How does that concern me?”

“Delaney asked me to ask you please not to visit him in the hospital,” Jack said, clumsily. “He says if his wife hears you’ve visited him, she’ll never come to his room…”

For a moment, a look of puzzlement, incredulity, spread over Barzelli’s face. Then she put her head back and laughed aloud. Her laugh was merry and deep and innocent. At that moment, Jack hated her and had an overpowering impulse to lean over and kiss, the gentlest and hungriest of kisses, the smooth, powerful throat, where it swept up from her bare shoulders. Deliberately, he sat farther back in his chair, averting his eyes. Abruptly, Barzelli stopped laughing.
“Mamma mia,”
she said. “American women! They belong in museums!

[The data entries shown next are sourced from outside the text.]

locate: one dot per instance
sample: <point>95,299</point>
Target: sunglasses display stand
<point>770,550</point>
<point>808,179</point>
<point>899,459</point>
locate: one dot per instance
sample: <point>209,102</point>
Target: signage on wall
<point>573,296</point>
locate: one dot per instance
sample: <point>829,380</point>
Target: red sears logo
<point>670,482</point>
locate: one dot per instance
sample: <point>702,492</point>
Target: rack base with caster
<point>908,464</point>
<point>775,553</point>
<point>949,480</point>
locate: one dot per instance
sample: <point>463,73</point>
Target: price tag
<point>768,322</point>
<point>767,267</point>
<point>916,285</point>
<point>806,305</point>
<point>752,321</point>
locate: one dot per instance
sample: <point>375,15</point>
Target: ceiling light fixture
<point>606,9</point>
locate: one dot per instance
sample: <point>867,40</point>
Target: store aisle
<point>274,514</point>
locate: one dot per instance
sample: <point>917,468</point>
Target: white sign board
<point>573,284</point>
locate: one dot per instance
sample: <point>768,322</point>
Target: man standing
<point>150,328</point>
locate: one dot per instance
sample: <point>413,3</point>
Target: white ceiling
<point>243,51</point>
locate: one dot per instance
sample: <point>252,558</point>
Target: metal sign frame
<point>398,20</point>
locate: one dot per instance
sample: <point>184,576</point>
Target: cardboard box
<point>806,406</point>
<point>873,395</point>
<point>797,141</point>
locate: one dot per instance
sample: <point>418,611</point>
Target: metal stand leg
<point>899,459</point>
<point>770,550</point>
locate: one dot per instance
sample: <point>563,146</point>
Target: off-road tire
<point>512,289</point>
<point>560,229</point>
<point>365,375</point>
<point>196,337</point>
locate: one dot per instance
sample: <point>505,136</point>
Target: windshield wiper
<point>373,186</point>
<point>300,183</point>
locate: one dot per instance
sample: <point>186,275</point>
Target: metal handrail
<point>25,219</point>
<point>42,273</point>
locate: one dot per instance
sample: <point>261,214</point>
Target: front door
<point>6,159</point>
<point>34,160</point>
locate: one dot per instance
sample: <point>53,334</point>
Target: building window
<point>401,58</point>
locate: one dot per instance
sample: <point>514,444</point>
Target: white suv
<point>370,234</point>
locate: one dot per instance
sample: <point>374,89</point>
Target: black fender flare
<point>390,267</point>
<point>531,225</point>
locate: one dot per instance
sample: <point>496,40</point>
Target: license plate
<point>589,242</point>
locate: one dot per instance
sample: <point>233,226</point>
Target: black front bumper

Imagine that! And what do you do after you leave me, Mr. Andrus?” she asked, biting the words off. “Do you go to every one of the fifty women that Maurice Delaney has slept with since he was married and request them, for the sake of Mrs. Delaney, not to visit the great man in the hospital?” She jumped up and strode back and forth, like a prowling animal in a cage, her bare feet padding on the marble floor with a surprisingly hard, calloused noise. “For your information, Mr. Andrus,” she said angrily, “and for Mr. Delaney’s information, too, let me tell you that I had no intention of visiting him in the hospital. I hate sick men. I avoid them. They disgust me. Tell that to Mr. and Mrs. Delaney. Tell that to the lovebirds.”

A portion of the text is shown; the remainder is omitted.